The genesis of this emotional attachment goes way back.  Breakfast is tied to Sunday mornings at home with everyone pitching in to help prepare the meal.  Even Dad made the eggs.  However, Waffle House came into the picture in the mid-nineties.  We took a road trip to Florida to go to Disney World and, at some point, we realized just about every highway exit in the South had a Waffle House nearby.  It became a game for my brother and I to spot them first and point them out to Mom and Dad.  Of course, we stopped a time or two as well.  Once I attached that bond, every dining visit strengthened it.  When I worked out at the Cingular/AT&T call center on the eastern edge of Tulsa, there was a Waffle House two miles away that I became a regular at.  In fact, I came in so frequently that the staff knew me by name and order.  When I left Tulsa to start my trip around the world back in 2009, it was the last place I ate at before hitting the road.

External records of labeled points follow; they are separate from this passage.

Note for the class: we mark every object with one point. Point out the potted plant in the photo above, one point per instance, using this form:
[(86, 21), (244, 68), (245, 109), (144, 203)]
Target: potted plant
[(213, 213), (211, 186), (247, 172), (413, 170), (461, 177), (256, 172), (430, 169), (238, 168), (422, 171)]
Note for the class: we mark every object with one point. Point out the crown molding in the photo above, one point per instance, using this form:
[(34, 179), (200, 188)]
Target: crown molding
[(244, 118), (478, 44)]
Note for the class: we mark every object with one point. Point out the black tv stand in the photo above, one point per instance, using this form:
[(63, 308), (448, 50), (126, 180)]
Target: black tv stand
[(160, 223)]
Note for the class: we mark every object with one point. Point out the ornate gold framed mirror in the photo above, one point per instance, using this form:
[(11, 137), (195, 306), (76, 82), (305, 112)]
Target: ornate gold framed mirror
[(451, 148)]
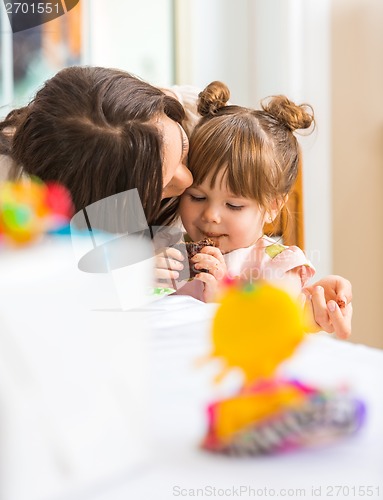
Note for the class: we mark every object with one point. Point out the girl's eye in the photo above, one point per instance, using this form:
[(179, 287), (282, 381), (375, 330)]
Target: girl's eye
[(234, 207)]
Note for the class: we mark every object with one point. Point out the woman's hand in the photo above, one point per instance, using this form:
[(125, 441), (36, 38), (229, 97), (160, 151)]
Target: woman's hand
[(167, 267), (211, 259), (329, 301)]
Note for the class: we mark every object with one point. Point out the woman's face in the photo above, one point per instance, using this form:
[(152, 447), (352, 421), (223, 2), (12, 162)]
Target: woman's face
[(176, 175)]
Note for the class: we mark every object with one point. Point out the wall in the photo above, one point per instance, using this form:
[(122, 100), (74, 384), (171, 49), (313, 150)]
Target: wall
[(357, 157), (134, 35)]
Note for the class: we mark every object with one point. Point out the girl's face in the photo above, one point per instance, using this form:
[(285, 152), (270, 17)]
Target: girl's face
[(176, 175), (230, 221)]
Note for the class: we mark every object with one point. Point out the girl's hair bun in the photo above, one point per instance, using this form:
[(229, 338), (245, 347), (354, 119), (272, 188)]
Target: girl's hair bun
[(212, 98), (293, 116)]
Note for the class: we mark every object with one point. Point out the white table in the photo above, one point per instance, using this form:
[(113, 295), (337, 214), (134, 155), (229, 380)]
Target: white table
[(161, 459)]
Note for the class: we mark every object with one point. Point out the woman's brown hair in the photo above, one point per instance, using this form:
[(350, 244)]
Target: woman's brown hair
[(256, 149), (93, 130)]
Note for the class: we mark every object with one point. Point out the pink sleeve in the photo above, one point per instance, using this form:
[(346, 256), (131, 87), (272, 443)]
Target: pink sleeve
[(292, 258)]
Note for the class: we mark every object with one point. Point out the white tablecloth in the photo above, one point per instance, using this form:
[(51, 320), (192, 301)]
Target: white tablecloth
[(37, 285), (343, 469)]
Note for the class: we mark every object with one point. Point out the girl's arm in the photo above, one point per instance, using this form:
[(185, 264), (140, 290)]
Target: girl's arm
[(330, 302)]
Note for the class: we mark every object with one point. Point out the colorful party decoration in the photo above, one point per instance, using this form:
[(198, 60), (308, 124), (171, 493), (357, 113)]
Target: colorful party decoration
[(30, 208), (258, 326)]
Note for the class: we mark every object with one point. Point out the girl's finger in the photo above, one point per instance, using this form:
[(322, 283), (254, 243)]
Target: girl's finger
[(215, 252), (340, 319), (164, 263), (321, 314)]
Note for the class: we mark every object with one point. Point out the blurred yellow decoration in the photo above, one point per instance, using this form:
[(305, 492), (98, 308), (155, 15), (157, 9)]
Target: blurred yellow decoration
[(256, 327)]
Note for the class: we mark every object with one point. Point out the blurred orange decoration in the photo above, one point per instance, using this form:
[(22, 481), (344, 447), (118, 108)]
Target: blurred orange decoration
[(30, 208)]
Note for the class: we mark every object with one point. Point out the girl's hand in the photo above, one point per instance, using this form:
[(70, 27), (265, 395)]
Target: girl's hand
[(211, 259), (329, 301), (167, 266)]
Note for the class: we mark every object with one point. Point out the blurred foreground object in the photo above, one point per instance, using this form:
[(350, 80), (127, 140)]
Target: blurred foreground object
[(256, 327), (73, 377)]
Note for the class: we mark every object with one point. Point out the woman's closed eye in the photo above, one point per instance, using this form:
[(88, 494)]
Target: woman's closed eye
[(234, 207), (196, 198)]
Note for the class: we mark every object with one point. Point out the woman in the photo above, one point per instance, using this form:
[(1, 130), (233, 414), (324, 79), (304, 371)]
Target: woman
[(101, 131)]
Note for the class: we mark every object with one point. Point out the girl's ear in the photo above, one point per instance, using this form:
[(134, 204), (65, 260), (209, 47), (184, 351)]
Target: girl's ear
[(275, 207)]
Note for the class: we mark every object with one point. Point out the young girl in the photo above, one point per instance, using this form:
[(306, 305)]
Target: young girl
[(244, 163)]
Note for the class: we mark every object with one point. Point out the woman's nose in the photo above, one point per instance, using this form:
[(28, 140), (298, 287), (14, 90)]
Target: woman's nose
[(183, 177), (181, 180)]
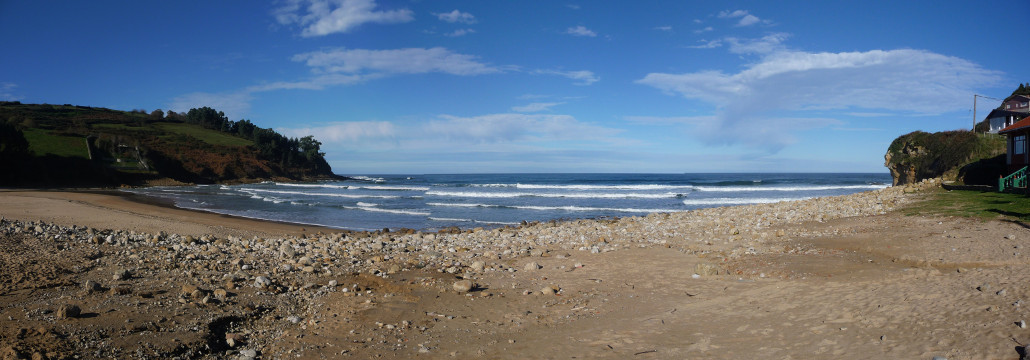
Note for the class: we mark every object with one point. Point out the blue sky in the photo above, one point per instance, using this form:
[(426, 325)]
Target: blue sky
[(514, 86)]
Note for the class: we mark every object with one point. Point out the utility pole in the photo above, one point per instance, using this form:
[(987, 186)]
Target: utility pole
[(974, 96)]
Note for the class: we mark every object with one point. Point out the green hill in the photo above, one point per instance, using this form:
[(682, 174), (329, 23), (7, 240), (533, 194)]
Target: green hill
[(65, 145)]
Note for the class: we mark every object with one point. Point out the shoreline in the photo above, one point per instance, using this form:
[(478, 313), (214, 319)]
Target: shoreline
[(840, 277)]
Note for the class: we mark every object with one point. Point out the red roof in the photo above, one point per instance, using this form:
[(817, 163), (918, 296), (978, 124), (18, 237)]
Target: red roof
[(1025, 122)]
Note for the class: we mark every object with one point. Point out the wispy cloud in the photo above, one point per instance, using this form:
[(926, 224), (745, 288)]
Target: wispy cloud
[(7, 92), (584, 77), (235, 105), (511, 129), (346, 132), (460, 32), (456, 16), (905, 81), (319, 18), (746, 19), (535, 107), (404, 61), (581, 31)]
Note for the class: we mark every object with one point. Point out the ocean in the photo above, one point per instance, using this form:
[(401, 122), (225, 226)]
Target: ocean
[(435, 202)]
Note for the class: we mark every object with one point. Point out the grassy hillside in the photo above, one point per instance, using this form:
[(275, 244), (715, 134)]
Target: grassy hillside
[(79, 145), (962, 155)]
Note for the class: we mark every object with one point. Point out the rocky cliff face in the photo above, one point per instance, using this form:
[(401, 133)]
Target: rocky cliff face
[(918, 155)]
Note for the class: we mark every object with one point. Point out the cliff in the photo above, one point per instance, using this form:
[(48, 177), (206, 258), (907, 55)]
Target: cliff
[(959, 155), (65, 145)]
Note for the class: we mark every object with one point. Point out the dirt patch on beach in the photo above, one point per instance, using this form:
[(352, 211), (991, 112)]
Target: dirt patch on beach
[(885, 286)]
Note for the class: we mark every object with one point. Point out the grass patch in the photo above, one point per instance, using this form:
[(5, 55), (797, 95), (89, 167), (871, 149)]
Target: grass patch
[(42, 143), (205, 135), (986, 206)]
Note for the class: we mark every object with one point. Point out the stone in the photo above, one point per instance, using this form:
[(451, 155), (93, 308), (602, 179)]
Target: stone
[(248, 354), (91, 286), (69, 312), (462, 286)]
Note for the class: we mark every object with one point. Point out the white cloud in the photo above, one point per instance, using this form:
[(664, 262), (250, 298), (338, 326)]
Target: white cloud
[(346, 132), (516, 128), (320, 18), (7, 92), (746, 19), (581, 31), (765, 44), (460, 32), (456, 16), (904, 81), (405, 61), (585, 77), (235, 105), (708, 44), (535, 107), (509, 129)]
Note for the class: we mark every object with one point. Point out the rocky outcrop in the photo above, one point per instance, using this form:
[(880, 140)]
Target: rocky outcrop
[(918, 155)]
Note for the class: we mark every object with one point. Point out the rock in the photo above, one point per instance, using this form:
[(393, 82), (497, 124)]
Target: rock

2009 with Reva and Virginia

I have fond memories in many WH locations in and around town.  The 61st/Aspen location in Broken Arrow held conversations with my old friend Tony Finley.  The 11th St location was a frequent stop for Indi and me when we were first dating; after they tore it down & turned it around, it became a memory cache for drunken 2 AM dinners.  The Mingo location is the one I visit most often these days, as it's closest to work.  Last time I went in, one of the waitresses asked why I had stayed away so long.

This morning, I woke early and had nothing planned.  Since nobody was awake or available, I decided to head out to Catoosa for old times sake.  It had been over a year since I was last in. It exists next to the Hard Rock Casino, a place full of terrible memories for me; my stomach still clenches as the old emotions flood my system. Happily, my two regular waitresses from back in the day still remembered me and gave me a hug.  "Where the heck have YOU been?" they asked.  I sat at the counter, ordered my regular, and enjoyed my meal.  "How've you been?" "How's work?" "You seein' anyone?"  It's like something out of a movie.  A comfortable place with food I enjoy and people I care about.  It's the most accurate version of comfort food I know.